覚めた目
「ごめんなさい、ごめんなさい、姉さん。私達、偽物に使えるなんていやで、本物の姉さんに仕えたくて。体には、作り物の脳を入れて返したの。」
そんなことが、可能なの?いや、セイがそういうなら可能なのだろう。彼らの技術は現代の技術を明らかに上回っているのだから。
そっか。私は人間、いわばサイボーグのような存在なのだろう。
ということは?私は人間で、アンドロイドじゃなくて。なら、おんなじ人間のために頑張ることもおかしなことではなくて。……ああ、もう分からない。でも、分からなくていい。
拳銃を向ける。分からなくていいんだ。一生、壊れるまで、いや、死ぬまで考え続ければいい。
「ありがとう。真悟。あなたのおかげで目が覚めたよ。」
何とか話せるようになり、うまく表情を作れないままわらう。
「もうちょっと頑張ってみることにするわ。」
私の撃った弾は、真悟の頬をかすり、通過していった。
もう少しだけ、頑張ってみよう。人間でも、アンドロイドでも、なんでもいい。私は、私だから。私の信念を貫いて、それが私のためになると思うから。
痛がる真悟の手当てをし、横に寝かせると、後ろで待っていた全員がゾロゾロと近寄ってきた。

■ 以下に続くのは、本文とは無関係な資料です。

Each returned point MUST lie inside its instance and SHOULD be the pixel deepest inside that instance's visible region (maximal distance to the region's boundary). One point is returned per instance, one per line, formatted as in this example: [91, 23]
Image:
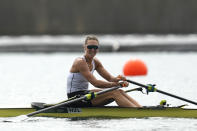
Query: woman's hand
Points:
[124, 83]
[120, 78]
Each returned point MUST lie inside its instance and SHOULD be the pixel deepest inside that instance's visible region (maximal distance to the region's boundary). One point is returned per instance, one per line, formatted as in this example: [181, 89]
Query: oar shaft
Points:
[162, 92]
[71, 101]
[175, 96]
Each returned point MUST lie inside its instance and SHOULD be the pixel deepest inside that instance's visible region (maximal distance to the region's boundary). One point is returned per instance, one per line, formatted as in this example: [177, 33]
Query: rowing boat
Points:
[63, 111]
[105, 112]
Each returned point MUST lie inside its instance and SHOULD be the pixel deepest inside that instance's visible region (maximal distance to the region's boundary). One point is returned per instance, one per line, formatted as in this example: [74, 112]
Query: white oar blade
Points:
[17, 119]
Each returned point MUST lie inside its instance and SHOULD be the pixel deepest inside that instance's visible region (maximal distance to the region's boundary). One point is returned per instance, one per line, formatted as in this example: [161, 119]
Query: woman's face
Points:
[91, 48]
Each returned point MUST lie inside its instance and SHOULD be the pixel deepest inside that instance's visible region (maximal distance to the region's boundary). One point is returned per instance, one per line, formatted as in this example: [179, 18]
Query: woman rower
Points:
[81, 73]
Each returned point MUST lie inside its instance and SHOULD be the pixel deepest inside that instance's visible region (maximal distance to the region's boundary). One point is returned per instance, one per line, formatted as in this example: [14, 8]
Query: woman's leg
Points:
[130, 99]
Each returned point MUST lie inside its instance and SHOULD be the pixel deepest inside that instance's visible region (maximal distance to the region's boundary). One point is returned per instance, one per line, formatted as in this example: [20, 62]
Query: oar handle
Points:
[175, 96]
[163, 92]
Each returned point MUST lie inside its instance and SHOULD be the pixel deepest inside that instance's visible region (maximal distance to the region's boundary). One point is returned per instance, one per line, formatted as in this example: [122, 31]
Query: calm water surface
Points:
[42, 77]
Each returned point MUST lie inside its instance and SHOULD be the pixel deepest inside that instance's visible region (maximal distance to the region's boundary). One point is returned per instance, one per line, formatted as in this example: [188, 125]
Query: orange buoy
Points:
[135, 68]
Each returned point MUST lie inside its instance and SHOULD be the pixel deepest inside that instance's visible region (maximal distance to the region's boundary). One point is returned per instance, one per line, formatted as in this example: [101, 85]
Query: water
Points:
[42, 77]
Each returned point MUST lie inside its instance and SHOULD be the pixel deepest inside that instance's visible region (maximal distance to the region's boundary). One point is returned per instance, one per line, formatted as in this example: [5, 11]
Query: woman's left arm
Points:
[105, 74]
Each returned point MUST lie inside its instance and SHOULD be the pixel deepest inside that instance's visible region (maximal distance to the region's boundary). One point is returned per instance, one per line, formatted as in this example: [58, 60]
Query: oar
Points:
[149, 87]
[85, 97]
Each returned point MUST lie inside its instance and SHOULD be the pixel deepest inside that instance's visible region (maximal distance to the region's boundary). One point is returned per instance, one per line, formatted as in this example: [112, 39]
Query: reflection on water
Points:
[42, 78]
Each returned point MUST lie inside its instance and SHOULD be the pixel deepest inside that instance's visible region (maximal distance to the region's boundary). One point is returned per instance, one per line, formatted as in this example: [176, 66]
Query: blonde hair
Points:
[91, 37]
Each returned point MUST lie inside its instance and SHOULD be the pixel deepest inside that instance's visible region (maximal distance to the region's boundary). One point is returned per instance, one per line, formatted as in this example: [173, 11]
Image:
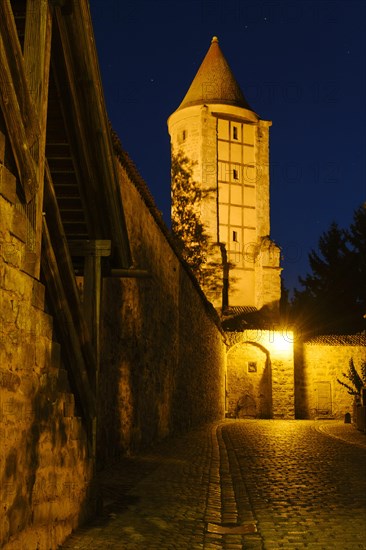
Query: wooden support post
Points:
[37, 54]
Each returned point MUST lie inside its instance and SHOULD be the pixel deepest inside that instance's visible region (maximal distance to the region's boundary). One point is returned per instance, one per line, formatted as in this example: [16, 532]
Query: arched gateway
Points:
[248, 382]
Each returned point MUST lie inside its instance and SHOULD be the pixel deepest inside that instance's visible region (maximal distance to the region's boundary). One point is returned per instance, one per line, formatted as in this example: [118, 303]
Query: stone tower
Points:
[219, 132]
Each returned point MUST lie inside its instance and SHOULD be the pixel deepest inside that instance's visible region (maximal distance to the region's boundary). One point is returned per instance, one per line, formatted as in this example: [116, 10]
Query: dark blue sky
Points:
[301, 64]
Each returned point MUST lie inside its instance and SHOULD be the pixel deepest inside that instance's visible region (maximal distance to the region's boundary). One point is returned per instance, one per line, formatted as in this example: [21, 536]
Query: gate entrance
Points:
[324, 402]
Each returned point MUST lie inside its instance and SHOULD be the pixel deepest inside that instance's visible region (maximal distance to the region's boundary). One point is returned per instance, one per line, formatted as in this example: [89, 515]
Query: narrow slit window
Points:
[252, 366]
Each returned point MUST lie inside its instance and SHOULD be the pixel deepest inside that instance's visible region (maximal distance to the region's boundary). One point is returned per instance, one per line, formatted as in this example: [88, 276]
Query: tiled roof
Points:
[339, 340]
[214, 82]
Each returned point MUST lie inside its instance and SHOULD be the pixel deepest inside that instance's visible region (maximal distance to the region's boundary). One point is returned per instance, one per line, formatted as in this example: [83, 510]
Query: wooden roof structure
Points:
[59, 148]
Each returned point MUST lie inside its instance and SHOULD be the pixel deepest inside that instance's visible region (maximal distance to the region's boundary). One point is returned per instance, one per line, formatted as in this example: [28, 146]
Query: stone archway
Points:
[249, 384]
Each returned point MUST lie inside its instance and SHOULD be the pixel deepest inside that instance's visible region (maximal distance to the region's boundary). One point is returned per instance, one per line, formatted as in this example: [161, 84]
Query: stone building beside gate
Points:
[107, 342]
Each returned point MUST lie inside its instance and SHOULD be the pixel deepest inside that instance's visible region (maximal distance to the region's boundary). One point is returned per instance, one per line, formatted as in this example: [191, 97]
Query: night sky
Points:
[300, 64]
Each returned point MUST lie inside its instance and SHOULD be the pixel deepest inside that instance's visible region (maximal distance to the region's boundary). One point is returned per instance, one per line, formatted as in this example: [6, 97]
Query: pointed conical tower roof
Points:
[214, 82]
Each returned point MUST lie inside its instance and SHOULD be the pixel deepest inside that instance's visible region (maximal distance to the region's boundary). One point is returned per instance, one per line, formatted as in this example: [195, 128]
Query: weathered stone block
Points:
[7, 184]
[38, 295]
[19, 225]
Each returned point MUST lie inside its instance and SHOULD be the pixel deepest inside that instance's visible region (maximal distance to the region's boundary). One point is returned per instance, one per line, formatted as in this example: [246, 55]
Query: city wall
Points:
[163, 355]
[318, 364]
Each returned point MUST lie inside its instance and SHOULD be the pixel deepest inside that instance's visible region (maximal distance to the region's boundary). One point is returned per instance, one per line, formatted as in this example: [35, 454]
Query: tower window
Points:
[252, 366]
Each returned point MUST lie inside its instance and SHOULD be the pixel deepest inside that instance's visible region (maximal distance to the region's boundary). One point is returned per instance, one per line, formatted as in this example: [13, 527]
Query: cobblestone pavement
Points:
[252, 484]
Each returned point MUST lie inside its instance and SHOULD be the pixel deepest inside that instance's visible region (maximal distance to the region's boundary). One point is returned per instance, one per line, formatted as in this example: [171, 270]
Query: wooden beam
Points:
[90, 248]
[15, 126]
[131, 273]
[69, 336]
[12, 50]
[59, 240]
[94, 133]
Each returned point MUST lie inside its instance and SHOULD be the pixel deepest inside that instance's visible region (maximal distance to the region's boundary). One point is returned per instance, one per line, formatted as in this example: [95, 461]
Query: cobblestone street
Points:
[252, 484]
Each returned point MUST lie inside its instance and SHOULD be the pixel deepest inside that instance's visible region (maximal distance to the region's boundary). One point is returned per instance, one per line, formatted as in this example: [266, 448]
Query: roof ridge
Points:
[214, 82]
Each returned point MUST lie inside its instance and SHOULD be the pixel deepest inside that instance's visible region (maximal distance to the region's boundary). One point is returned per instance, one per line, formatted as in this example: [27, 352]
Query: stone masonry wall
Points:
[318, 365]
[45, 471]
[270, 388]
[162, 352]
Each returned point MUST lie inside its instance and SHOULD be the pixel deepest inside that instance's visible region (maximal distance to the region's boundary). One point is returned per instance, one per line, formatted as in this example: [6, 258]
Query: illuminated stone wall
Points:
[163, 354]
[319, 362]
[229, 146]
[44, 466]
[260, 374]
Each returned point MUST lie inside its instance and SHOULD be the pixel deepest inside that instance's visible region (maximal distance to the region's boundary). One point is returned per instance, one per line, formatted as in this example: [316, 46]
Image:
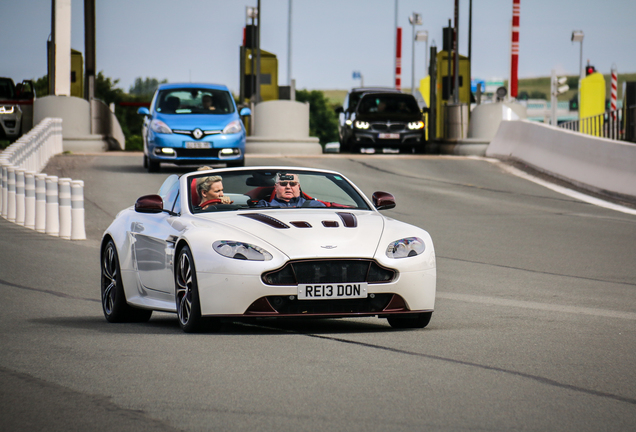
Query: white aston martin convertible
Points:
[265, 242]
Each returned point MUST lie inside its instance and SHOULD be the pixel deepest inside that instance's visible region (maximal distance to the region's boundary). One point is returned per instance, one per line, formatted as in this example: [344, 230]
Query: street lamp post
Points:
[577, 36]
[414, 19]
[423, 36]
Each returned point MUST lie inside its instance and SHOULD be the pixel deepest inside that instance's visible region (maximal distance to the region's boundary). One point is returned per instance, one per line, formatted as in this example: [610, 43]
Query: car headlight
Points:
[233, 127]
[406, 247]
[239, 250]
[159, 126]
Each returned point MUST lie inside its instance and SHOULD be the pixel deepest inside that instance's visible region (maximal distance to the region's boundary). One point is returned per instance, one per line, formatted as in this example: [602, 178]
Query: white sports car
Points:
[262, 242]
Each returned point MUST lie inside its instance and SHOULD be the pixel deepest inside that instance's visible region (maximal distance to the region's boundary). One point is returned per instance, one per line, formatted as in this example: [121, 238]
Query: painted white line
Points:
[537, 306]
[562, 190]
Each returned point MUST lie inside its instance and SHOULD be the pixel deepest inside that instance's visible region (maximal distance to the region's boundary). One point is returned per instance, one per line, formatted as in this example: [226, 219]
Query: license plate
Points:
[332, 291]
[197, 144]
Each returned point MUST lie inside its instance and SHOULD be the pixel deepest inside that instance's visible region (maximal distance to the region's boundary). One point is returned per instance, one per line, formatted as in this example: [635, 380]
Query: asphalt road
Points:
[534, 328]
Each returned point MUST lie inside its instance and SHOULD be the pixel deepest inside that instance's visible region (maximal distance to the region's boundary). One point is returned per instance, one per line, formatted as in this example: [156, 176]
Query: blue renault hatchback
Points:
[193, 124]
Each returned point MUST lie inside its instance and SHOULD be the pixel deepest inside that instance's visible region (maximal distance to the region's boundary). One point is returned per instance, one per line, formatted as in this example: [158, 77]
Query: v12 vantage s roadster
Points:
[262, 242]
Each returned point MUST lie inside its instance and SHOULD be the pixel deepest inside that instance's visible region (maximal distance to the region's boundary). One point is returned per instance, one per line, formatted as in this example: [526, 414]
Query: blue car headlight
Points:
[160, 127]
[406, 247]
[232, 127]
[240, 250]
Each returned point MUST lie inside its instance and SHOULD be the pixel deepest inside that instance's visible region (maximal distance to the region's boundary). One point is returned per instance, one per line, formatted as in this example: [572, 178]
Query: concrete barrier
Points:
[38, 201]
[597, 164]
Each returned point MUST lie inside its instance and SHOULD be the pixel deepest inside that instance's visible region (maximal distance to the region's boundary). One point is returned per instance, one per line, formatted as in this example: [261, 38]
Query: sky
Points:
[198, 40]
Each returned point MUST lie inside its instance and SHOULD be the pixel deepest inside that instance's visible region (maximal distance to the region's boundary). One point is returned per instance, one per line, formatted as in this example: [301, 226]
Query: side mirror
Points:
[383, 200]
[149, 204]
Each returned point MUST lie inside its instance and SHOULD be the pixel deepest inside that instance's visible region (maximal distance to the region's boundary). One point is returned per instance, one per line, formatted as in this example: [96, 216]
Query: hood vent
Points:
[348, 219]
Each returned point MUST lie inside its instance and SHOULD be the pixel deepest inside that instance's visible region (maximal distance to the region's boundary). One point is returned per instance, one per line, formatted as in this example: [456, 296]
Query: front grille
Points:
[196, 153]
[284, 305]
[329, 271]
[393, 127]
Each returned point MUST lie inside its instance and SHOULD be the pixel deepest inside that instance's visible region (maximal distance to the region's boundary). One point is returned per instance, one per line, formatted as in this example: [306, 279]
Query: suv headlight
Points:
[159, 127]
[239, 250]
[233, 127]
[406, 247]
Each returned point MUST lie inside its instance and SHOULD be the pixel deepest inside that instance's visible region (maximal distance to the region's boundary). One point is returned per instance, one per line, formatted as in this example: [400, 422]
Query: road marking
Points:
[537, 306]
[562, 190]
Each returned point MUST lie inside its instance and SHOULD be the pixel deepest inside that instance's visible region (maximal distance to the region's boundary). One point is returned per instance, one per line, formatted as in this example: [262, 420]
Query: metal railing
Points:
[619, 125]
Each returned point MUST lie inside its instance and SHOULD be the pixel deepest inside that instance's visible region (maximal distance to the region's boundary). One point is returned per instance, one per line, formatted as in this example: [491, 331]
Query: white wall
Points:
[594, 163]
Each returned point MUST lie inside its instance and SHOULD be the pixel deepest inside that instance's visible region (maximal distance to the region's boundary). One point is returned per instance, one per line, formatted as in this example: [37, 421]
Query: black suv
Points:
[345, 125]
[384, 120]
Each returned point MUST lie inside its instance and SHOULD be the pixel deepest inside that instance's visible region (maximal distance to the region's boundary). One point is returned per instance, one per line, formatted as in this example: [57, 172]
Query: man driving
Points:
[287, 193]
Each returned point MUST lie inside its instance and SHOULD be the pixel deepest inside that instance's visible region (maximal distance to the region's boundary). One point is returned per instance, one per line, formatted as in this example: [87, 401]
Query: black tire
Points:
[153, 166]
[187, 293]
[114, 304]
[420, 320]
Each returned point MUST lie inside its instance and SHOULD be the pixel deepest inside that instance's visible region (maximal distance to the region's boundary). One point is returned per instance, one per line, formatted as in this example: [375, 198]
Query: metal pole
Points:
[258, 55]
[289, 44]
[413, 59]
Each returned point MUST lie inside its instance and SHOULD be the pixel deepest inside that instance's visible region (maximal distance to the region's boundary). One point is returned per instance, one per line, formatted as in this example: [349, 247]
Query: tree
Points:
[323, 122]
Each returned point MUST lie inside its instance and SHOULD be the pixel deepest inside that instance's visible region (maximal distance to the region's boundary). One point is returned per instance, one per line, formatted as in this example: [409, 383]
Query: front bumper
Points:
[234, 295]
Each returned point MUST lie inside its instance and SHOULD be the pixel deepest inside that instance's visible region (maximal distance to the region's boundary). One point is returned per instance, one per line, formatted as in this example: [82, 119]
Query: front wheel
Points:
[420, 320]
[114, 304]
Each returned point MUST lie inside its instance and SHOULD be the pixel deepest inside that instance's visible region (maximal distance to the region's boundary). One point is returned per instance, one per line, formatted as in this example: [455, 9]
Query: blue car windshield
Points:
[194, 101]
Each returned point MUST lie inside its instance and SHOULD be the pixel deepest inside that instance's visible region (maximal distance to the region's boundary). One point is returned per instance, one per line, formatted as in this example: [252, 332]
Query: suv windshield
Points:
[194, 101]
[388, 104]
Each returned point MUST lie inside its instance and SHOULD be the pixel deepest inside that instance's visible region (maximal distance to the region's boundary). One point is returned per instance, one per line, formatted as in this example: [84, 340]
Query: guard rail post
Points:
[40, 203]
[11, 194]
[52, 207]
[78, 231]
[65, 207]
[29, 199]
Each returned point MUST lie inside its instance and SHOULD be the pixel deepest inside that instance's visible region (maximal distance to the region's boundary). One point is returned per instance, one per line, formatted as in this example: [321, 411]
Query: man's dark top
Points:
[294, 202]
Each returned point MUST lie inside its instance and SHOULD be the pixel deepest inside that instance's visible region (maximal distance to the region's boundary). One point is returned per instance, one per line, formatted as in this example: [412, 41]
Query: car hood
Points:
[310, 233]
[193, 121]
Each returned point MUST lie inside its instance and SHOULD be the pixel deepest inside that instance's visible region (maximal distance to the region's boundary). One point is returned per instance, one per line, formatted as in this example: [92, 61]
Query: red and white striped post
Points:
[514, 49]
[398, 60]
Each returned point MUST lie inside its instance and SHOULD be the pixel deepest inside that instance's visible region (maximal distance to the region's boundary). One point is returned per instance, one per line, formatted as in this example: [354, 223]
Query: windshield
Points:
[239, 190]
[194, 101]
[388, 104]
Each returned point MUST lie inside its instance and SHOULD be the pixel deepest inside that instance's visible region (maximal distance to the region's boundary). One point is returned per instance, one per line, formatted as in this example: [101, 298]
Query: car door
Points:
[155, 237]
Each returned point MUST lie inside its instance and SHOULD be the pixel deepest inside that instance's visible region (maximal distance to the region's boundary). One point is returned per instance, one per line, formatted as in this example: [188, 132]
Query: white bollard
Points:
[40, 203]
[65, 207]
[52, 207]
[19, 196]
[11, 194]
[29, 199]
[78, 231]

「ごめん。俺、自分の父親のことなのに何もできなくて、怖い思いまでさせて。」
そういうご主人様は本当に申し訳なさそうだった。
「構いません。もともとそのために私たちはありますから。」
私がそう言って笑い返すと、今度はお嬢様が私に近寄ってきた。
「あの、皆さんが人間を守るために生きているって、どういうことですか?」
お嬢様は聞き辛そうにそう聞いてきた。
「ああ。……どうなんでしょうね。ただの自己満足のような気もしますが。」
お嬢様が聞きたい答えは、きっとこれではないのだろうが、お嬢様は納得したように
「そうですか。」
と言って優しい笑顔でうなずいてくれた。別に秘密にしたいわけではないのだ。もしかしたら、何故か真悟が知っていたように知る日が来るのかもしれない。けれど、私たちが警察の協力者だということは基本知られてはならないことなのだ。私たちは、本来いないはずの存在なのだから。
「私は……。」
真悟が突然低い声を出した。疲れ切った顔で、彼は言う。
「私は、何がしたかったのだろうか?」
捕まってしまった、負けてしまったことがよほどショックだったのだろうか?真悟は上を見上げながら涙を溢した。
「真悟さん……。」
千春様が真悟を労るように寄り添って座っていた。自分に銃を向けてきた相手を労われるなんて、千春様は強い人だ。